NB Defense scans for common vulnerabilities and exposures (CVEs) associated with the dependencies in your project's requirements.txt file and your python environment. We evaluate your dependencies for licenses that are not included in your list of accepted licenses.

License Detection with the JupyterLab Extension (JLE)

The NB Defense JupyterLab Extension tracks your notebooks currently configured kernel to scan imported third party dependencies for licenses.

Warning

Before you begin, please configure a kernel for the notebook you plan to scan, and install all the third party dependencies neccessary to execute your notebook into the kernel. If the notebooks dependencies are not installed in the kernel and are not imported by the notebook, they will not be scanned. You can check that all dependencies are correctly installed by running the python code in your notebook; if your python code is valid and executes without any errors, all related dependencies should be installed correctly.

Before scanning, verify that the kernel in the NB Defense panel matches the kernel that you have configured. When you press scan, NB Defense will gather imported modules from your notebook and link them to third party packages installed in your kernel. The installed version of the package associated with the imported modules will then be scanned for unapproved licenses.

JLE Settings

You can configure your list of accepted licenses, and license source in the JupyterLab extensions settings. Configure accepted licenses to include all licenses that are acceptable to your project's standards. Configure the license source to determine where NB Defense will look for license data associated with your package (local kernel, pypi, or a combination of the two).

JLE Scan Results

The example below shows that an unapproved license has been found in the matplotlibXtns version 20.5 package.
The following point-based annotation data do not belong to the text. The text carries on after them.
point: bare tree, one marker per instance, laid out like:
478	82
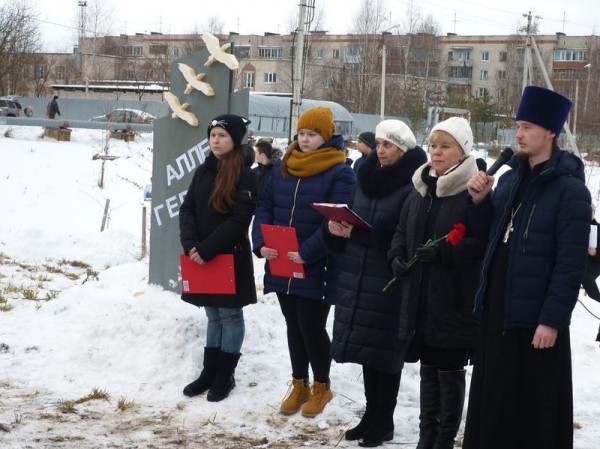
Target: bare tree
213	25
19	37
361	71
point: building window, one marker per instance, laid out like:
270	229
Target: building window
352	55
570	55
242	51
158	49
395	52
269	52
133	50
461	72
60	72
463	55
247	79
565	74
40	71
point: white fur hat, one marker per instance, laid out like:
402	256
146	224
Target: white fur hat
458	128
396	132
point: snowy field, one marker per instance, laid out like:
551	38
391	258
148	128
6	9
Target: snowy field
91	356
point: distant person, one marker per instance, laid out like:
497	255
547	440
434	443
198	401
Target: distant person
265	156
313	170
365	145
592	270
52	110
536	223
214	219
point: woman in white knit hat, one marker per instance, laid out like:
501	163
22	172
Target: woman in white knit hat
439	289
367	319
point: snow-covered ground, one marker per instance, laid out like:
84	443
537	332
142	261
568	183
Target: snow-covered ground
91	356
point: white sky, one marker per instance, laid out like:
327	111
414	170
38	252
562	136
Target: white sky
143	344
468	17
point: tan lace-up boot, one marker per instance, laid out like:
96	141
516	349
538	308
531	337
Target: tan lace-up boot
299	393
319	397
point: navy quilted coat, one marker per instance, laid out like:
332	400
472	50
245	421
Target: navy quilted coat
549	245
286	202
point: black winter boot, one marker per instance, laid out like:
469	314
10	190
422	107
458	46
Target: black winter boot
207	376
371	383
224	381
452	401
382	426
429	417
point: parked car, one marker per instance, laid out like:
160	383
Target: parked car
10	108
125	116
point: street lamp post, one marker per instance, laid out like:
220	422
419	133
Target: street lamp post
383	64
382	102
587	87
575	108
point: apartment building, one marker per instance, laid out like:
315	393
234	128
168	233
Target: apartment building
476	65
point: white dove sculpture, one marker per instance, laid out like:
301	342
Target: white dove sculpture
218	53
195	81
180	110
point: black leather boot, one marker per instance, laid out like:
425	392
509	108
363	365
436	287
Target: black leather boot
207	376
429	416
371	383
382	426
452	401
224	380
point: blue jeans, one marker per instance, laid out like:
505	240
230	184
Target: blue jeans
225	329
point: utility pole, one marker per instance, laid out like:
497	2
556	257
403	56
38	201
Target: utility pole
383	62
297	79
528	77
82	5
527	63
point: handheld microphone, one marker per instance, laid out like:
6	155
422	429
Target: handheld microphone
481	164
504	157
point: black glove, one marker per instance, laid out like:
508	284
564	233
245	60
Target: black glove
427	254
399	268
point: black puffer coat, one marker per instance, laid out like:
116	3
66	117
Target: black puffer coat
213	233
365	329
448	284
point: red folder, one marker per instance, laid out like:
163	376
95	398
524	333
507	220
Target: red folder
216	276
339	213
284	240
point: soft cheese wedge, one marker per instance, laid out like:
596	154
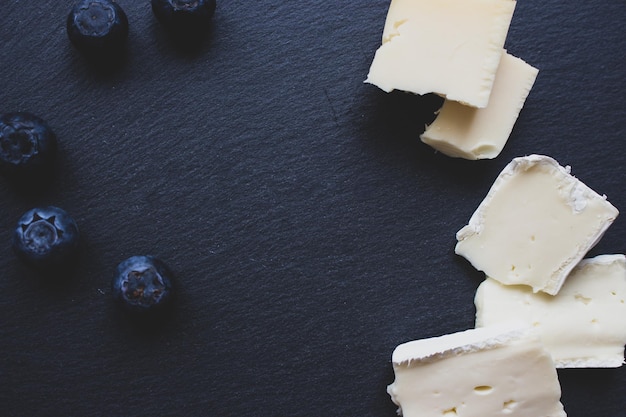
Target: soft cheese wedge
467	132
449	47
583	326
535	224
492	371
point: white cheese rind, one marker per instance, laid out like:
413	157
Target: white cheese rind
467	132
448	47
583	326
476	373
535	224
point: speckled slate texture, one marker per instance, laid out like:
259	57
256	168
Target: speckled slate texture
309	229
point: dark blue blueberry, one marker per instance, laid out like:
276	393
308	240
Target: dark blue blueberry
97	26
184	17
142	284
46	237
27	145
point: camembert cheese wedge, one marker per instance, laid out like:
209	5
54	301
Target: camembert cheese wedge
535	224
448	47
583	326
491	371
467	132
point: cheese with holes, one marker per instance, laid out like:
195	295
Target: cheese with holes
449	47
467	132
493	371
535	224
583	326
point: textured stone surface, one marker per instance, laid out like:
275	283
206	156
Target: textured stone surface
309	228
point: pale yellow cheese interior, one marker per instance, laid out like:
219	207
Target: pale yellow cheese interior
584	325
449	47
467	132
536	223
NBDefense JupyterLab Extension (JLE) scan report with licenses found.

License Detection with the CLI

The NBDefense CLI currently supports scanning for licenses using a python requirements.txt file. A dependency will only be scanned for licenses if the version is pinned to a specific version number (ei. numpy==1.0.0 and not numpy>=1.0.0).

CLI Settings

Using your settings.toml file you can configure the list of licenses to include licenses that are acceptable to your projects standards.

Example Settings

[plugins."nbdefense.plugins.LicenseDependencyFilePlugin"]
enabled = true
accepted_licenses = ["Apache License 2.0", "BSD", "MIT", "Python Software Foundation License", "GNU Library or Lesser General Public License (LGPL)", "Apache Software License", "Apache 2.0", "Apache-2.0" , "BSD License", "BSD 3-Clause", "BSD-3-Clause", "Microsoft Public License" , "MIT License", "ISC License (ISCL)", "MIT-0"]

CLI Scan Results

The example below surfaces three seperate issues: an unapproved license, a package where a license couldn't be found, and a package that does not have a pinned dependency.

NBDefense CLI scan report with licenses found.